Emily Holland: What should our readers know about you right off the bat?
B.J. Love: I don’t have to be called B.J. Love. I choose to be called B.J. Love.
E: What are you most excited about as you start your journey as Poet Lore‘s new executive editor?
B.J.: The internet was supposed to kill print, and yet, here we are. So, a little like Lazarus, it’s up to us to figure out what to do with this new life. I’m most looking forward to that.

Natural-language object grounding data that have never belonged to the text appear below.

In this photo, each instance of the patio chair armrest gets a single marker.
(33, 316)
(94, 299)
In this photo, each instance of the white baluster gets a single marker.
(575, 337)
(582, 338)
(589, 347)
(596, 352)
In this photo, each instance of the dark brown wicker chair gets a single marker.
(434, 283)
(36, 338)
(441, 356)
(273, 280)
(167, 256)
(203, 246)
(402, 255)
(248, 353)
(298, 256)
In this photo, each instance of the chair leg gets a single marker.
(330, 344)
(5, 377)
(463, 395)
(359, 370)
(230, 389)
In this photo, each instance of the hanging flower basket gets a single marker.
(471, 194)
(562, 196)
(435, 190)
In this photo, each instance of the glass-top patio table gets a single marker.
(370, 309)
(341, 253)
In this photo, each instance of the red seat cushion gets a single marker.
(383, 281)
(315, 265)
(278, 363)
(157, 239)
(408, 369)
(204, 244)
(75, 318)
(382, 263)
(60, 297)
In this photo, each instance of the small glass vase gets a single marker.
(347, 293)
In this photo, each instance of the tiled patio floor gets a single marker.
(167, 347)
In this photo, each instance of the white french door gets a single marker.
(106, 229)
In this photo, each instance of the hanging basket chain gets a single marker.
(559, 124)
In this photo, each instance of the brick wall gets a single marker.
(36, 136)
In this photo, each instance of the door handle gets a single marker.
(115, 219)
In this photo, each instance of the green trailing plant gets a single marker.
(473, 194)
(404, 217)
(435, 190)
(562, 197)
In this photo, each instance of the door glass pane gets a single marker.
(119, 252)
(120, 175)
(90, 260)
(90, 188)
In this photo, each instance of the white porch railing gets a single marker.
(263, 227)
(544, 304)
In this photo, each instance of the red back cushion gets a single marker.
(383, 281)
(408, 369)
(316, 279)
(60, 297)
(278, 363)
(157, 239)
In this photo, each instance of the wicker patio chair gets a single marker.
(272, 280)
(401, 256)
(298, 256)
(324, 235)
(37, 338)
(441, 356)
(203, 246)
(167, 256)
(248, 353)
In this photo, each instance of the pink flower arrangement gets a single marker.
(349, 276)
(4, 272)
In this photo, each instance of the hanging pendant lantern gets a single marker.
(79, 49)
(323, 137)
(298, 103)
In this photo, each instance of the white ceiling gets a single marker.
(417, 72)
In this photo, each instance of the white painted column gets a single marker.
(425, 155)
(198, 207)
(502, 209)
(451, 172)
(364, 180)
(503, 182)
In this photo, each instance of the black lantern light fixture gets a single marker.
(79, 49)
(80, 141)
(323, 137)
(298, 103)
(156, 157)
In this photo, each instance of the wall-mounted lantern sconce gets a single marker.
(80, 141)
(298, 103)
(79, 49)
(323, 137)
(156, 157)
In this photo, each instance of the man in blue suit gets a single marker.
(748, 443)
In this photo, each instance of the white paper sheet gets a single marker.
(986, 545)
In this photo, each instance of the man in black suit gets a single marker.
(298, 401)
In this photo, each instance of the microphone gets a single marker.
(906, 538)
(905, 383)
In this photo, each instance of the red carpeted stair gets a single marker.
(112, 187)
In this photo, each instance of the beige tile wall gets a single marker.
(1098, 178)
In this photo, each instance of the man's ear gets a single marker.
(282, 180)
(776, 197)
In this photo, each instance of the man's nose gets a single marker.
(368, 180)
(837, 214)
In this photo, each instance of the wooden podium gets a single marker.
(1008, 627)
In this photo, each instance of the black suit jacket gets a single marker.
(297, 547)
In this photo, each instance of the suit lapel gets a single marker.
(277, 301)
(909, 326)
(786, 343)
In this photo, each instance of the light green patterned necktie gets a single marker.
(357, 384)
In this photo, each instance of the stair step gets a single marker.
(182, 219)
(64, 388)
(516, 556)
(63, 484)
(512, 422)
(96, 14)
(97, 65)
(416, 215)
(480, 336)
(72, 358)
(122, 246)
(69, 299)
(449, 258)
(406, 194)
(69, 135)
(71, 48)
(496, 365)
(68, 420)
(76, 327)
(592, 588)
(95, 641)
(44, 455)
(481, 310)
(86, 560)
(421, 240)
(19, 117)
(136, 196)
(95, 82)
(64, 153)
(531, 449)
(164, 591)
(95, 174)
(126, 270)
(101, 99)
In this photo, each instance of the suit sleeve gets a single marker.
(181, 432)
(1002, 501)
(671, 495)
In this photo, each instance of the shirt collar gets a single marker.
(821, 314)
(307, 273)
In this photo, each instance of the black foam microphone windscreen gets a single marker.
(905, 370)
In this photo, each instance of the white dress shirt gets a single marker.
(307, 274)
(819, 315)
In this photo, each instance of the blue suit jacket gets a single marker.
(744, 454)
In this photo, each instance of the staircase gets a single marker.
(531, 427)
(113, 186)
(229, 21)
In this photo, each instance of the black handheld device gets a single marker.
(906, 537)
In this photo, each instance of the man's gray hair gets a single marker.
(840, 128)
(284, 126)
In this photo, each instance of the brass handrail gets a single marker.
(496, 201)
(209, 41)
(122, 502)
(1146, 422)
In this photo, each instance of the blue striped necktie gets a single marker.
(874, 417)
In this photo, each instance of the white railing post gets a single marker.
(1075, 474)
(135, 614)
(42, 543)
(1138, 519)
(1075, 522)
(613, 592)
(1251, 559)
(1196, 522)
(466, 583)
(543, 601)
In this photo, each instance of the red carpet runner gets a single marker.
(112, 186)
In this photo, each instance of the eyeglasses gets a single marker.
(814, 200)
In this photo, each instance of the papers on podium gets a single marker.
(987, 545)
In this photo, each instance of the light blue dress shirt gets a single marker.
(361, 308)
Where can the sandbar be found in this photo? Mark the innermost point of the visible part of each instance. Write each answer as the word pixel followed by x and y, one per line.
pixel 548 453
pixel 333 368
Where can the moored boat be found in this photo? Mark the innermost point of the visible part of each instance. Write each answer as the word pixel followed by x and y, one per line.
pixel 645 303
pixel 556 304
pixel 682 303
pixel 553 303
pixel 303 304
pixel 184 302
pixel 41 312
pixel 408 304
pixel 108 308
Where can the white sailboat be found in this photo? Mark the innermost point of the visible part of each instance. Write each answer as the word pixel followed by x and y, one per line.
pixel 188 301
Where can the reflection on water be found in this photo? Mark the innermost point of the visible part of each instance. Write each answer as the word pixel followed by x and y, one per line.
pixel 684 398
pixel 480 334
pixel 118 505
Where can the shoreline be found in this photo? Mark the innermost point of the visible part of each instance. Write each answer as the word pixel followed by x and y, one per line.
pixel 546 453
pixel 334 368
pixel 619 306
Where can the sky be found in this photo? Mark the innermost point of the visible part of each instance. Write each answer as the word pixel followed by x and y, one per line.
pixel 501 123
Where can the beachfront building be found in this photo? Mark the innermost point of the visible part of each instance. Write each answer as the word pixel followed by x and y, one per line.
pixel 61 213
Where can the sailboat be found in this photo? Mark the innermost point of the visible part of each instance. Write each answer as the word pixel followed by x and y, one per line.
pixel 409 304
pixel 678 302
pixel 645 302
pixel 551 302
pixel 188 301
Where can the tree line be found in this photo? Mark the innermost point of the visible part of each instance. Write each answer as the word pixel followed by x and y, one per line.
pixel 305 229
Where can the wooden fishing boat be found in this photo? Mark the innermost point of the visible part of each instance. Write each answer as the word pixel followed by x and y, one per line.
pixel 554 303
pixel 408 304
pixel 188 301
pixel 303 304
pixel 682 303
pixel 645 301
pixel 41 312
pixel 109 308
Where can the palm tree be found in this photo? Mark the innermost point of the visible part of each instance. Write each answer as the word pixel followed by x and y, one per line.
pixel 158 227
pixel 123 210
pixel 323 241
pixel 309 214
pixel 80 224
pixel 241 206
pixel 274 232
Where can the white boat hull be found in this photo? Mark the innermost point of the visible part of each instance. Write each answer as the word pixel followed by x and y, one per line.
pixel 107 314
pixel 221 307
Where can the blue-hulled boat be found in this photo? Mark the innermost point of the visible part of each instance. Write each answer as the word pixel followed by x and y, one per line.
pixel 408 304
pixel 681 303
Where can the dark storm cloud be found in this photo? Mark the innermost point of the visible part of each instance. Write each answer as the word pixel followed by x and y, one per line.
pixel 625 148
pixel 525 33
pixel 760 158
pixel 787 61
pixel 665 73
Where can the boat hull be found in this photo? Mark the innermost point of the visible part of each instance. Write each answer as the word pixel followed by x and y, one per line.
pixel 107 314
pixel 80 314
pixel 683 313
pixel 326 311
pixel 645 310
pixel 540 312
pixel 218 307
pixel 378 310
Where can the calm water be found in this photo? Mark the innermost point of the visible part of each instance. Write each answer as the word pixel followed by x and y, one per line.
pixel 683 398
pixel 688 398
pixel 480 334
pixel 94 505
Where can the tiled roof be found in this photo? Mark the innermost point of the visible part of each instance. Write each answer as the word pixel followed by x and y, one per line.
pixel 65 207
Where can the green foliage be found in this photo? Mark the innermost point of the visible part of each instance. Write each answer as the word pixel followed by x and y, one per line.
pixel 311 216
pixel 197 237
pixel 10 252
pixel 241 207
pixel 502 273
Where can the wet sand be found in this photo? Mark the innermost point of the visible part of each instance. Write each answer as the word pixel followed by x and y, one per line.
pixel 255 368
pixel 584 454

Figuring out what life as a print magazine needs to do to run for another 100 years.
E: Given the journal’s long history, what do you hope to bring to the issues you curate?
B.J.: I.M. Pei died while I was thinking about this question, and if there is anything I hope for my time here, it can be summed up in Pei’s glass pyramid at the Louvre; to both modernize while still preserving what’s already there.
E: You’re a teacher, and you might get this question a lot, but how is editing like teaching? How do they differ?
B.J.: I’m not trying to teach my students to write like me. My goal is show them the best tools they can use to figure out how to write like themselves. Editing isn’t much different; I’m not trying to put together poems for me (I would quickly become the only subscriber left!), I want a magazine that everyone can enjoy. In either case, teaching or editing, my tastes, my desires are not the focus, I’m trying to give you what I think/hope you need.
E: In three words, describe the type of work you are hoping to feature in Poet Lore…
B.J.: Meaningful, but irreverent.
E: Any tips for eager submitters?
B.J.: If you’re sending poems to friends, then definitely send them to us while you’re at it.
E: Poet Lore is one of a diminishing few lit mags still in print — what do you see as the role of a print magazine?
B.J.: A person can develop great intimacy with physical objects. They become triggers for our memories, for our wants and desires. I think Poet Lore needs to become very deliberate about the object we’re putting out in the world. The first ‘date’ my wife went on was after we’d noticed we were both carrying around the same book and so went to a park and took turns reading it to each other. I’ve also started conversations with complete strangers who were wearing t-shirts that featured my favorite bands. People have come up to me on the street to talk about my dog. The things we keep around us are invitations to commune and I hope to make Poet Lore one of the things that people carry around.
E: What can Poet Lore do to tap into the online energy that seems to make those journals so popular and diverse?
B.J.: Trying to put your finger on exactly what a broad audience of readers wants could drive a person insane, but one thing I think we can all say is that when we read we feel a special jolt when we see ourselves represented in some way; physically, emotionally, intellectually, spiritually, etc.
E: Who do you hope will read Poet Lore?
B.J.: Everyone. I want everyone to read Poet Lore!
E: What are you currently working on and where can our readers find some of your poems?
B.J.: I write every day, so I always have a few irons in the fire. I’m hoping to finish a book this summer about a guy named Thad Shumway who loves Subway, pop music, and driving in his Nissan Maxima. There’s a dumb beauty to it that I’m really excited about.
I have another book I’m just now finishing up called What is Wrong With Me. You can find lots of those poems around in places like, Stirring: A Literary Collection, Bear Review, Moon City Review, Gulf Coast, Gold Wake Live, Gravel, and Josephine Quarterly.